On Sun, 11 Aug 2024 21:29:57 +0530
Rakesh Kudurumalla <[email protected]> wrote:
> Race condition between jobstats and time metrics
> for forwarding and flushing is maintained using spinlock.
> Timer metrics are not displayed properly due to the
> frequent unavailability of the lock.This patch fixes
> the issue by introducing a delay before acquiring
> the lock in the loop. This delay allows for betteravailability
> of the lock, ensuring that show_lcore_stats() can
> periodically update the statistics even when forwarding
> jobs are running.
>
> Fixes: 204896f8d66c ("examples/l2fwd-jobstats: add new example")
> Cc: [email protected]
>
> Signed-off-by: Rakesh Kudurumalla <[email protected]>
> ---
I prodded AI to review this patch and it had some good observations.
You could go farther with rte_wait_until_equal which has even better power
performance.
Let me see the critical `l2fwd_main_loop` function to understand the full
locking context:Now I have a complete picture. Let me provide my review.
---
## Patch Review: examples/l2fwd-jobstats: fix lock availability
### Commit Message Issues
**Errors:**
- Line 84: Missing space before "betteravailability" → should be "better
availability"
- Line 82: Missing space after period: "lock.This" → should be "lock. This"

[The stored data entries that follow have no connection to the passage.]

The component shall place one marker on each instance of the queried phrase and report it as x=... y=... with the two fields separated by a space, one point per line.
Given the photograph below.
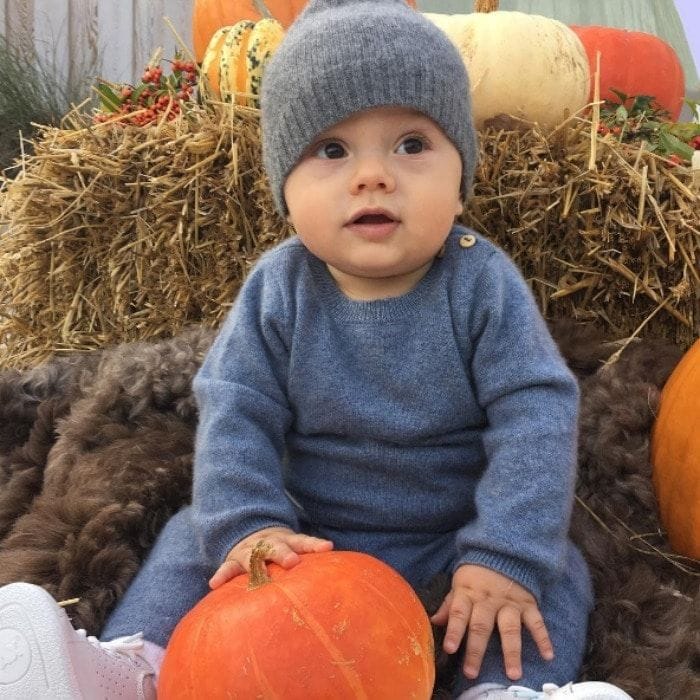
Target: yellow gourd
x=531 y=67
x=235 y=60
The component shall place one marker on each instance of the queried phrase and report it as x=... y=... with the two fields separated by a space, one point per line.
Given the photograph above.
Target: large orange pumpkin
x=210 y=15
x=635 y=63
x=675 y=455
x=339 y=625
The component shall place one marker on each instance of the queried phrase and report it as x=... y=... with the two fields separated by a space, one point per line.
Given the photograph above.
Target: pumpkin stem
x=485 y=5
x=258 y=573
x=261 y=7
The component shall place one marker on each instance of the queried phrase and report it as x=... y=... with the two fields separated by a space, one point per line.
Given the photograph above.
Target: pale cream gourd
x=531 y=67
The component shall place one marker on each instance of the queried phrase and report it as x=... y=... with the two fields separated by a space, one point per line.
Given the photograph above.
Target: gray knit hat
x=343 y=56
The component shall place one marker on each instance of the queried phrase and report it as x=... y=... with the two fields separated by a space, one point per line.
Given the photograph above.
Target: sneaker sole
x=34 y=659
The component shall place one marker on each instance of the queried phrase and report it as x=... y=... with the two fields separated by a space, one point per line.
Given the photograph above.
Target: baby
x=384 y=383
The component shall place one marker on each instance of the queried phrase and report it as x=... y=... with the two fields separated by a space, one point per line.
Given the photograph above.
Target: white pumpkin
x=531 y=67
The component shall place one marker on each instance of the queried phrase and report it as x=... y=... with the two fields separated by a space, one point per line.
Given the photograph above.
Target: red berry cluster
x=156 y=95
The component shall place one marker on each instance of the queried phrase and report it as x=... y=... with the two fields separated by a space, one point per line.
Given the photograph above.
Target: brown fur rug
x=96 y=454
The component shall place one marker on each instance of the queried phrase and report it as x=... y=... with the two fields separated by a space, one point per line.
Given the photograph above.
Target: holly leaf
x=672 y=144
x=621 y=114
x=109 y=100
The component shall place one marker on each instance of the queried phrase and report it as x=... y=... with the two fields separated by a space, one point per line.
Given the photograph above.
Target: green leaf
x=685 y=131
x=621 y=114
x=109 y=100
x=671 y=144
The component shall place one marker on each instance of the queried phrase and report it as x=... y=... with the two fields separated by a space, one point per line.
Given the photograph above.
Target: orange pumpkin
x=635 y=63
x=675 y=455
x=339 y=625
x=210 y=15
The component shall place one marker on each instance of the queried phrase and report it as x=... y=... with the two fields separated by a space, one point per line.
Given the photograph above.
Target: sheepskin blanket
x=96 y=454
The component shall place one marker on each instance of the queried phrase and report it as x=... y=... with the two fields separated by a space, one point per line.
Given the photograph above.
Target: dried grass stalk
x=117 y=233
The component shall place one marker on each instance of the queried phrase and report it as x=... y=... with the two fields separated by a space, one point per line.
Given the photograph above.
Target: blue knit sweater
x=430 y=429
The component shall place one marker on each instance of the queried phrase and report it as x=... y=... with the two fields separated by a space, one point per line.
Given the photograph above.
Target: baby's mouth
x=374 y=219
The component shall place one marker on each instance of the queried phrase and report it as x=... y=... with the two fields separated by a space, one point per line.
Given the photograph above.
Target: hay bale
x=604 y=231
x=115 y=233
x=119 y=233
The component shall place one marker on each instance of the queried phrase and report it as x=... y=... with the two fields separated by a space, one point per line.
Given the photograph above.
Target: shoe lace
x=128 y=646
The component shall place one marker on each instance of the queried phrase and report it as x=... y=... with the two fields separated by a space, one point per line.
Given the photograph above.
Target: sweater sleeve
x=525 y=496
x=243 y=419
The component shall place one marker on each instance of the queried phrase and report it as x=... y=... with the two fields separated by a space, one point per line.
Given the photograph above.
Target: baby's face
x=375 y=197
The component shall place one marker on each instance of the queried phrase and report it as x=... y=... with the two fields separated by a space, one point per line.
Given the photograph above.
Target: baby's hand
x=481 y=599
x=285 y=548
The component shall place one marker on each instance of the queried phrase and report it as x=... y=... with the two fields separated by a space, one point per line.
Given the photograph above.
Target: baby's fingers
x=480 y=629
x=228 y=570
x=535 y=625
x=442 y=614
x=509 y=627
x=459 y=614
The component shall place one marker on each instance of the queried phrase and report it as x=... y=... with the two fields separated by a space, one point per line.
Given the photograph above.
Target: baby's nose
x=372 y=174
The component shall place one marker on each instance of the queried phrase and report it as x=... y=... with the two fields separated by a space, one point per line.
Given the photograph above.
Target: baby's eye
x=330 y=150
x=412 y=145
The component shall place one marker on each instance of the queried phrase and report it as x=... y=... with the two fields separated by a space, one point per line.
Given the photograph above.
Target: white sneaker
x=43 y=658
x=588 y=690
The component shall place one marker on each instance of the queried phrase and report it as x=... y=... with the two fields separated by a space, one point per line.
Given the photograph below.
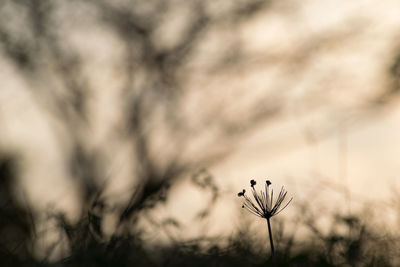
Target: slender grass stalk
x=270 y=238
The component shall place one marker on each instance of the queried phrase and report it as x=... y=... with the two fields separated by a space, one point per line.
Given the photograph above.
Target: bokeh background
x=128 y=127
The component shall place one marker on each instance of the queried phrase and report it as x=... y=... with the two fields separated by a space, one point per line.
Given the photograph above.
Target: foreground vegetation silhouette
x=42 y=49
x=359 y=245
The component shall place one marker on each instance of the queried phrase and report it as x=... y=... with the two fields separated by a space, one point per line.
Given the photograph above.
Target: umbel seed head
x=264 y=205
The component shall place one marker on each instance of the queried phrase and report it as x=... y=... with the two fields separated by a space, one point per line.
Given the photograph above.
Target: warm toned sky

**Style (minor):** The commit message is a bit verbose for what it's doing.
### Technical Analysis
The patch addresses a real problem. Looking at the code flow:
```c
/* Main loop holds lock almost continuously */
for (;;) {
rte_spinlock_lock(&qconf->lock); // Acquire
do {
/* ... lots of work ... */
stats_read_pending = rte_atomic_load_explicit(...);
} while (likely(stats_read_pending == 0));
rte_spinlock_unlock(&qconf->lock); // Release
rte_pause(); // <-- This is too short!
// Immediately re-acquires lock...
}
```
Meanwhile, `show_lcore_stats()` sets the flag and waits on the lock:
```c
rte_atomic_store_explicit(&qconf->stats_read_pending, 1, ...);
rte_spinlock_lock(&qconf->lock); // Starved - main loop re-acquires too fast
```
**The fix works**, but it's suboptimal:
- The 10µs delay is an arbitrary magic number
- It delays **unconditionally**, even when no stats reader is waiting
- Wastes cycles when the system is idle
### Better Option: Wait for stats completion
The `stats_read_pending` flag already exists to coordinate this handshake but
isn't used fully. The cleaner fix is to make the main loop wait until the stats
reader has finished:
```c
rte_spinlock_unlock(&qconf->lock);
/* Wait for stats reader to complete before reacquiring lock */
while (rte_atomic_load_explicit(&qconf->stats_read_pending,
rte_memory_order_relaxed) != 0)
rte_pause();
```
This approach:
- Uses the existing synchronization mechanism as intended
- Only yields when stats are actually being read
- Has zero overhead when no stats read is pending
- Doesn't introduce arbitrary magic constants
- Guarantees the stats reader gets the lock (not probabilistic)
### Alternative: Conditional delay
If you want to keep the delay approach, at least make it conditional:
```c
rte_spinlock_unlock(&qconf->lock);
if (stats_read_pending)
rte_delay_us(10);
else
rte_pause();
```
This avoids the unconditional 10µs penalty on every iteration.
### Verdict
**NAK as-is.** The fix works but the better solution is to properly use the
existing `stats_read_pending` handshake. Would suggest the author revise to use
the wait-for-completion pattern instead of an arbitrary delay.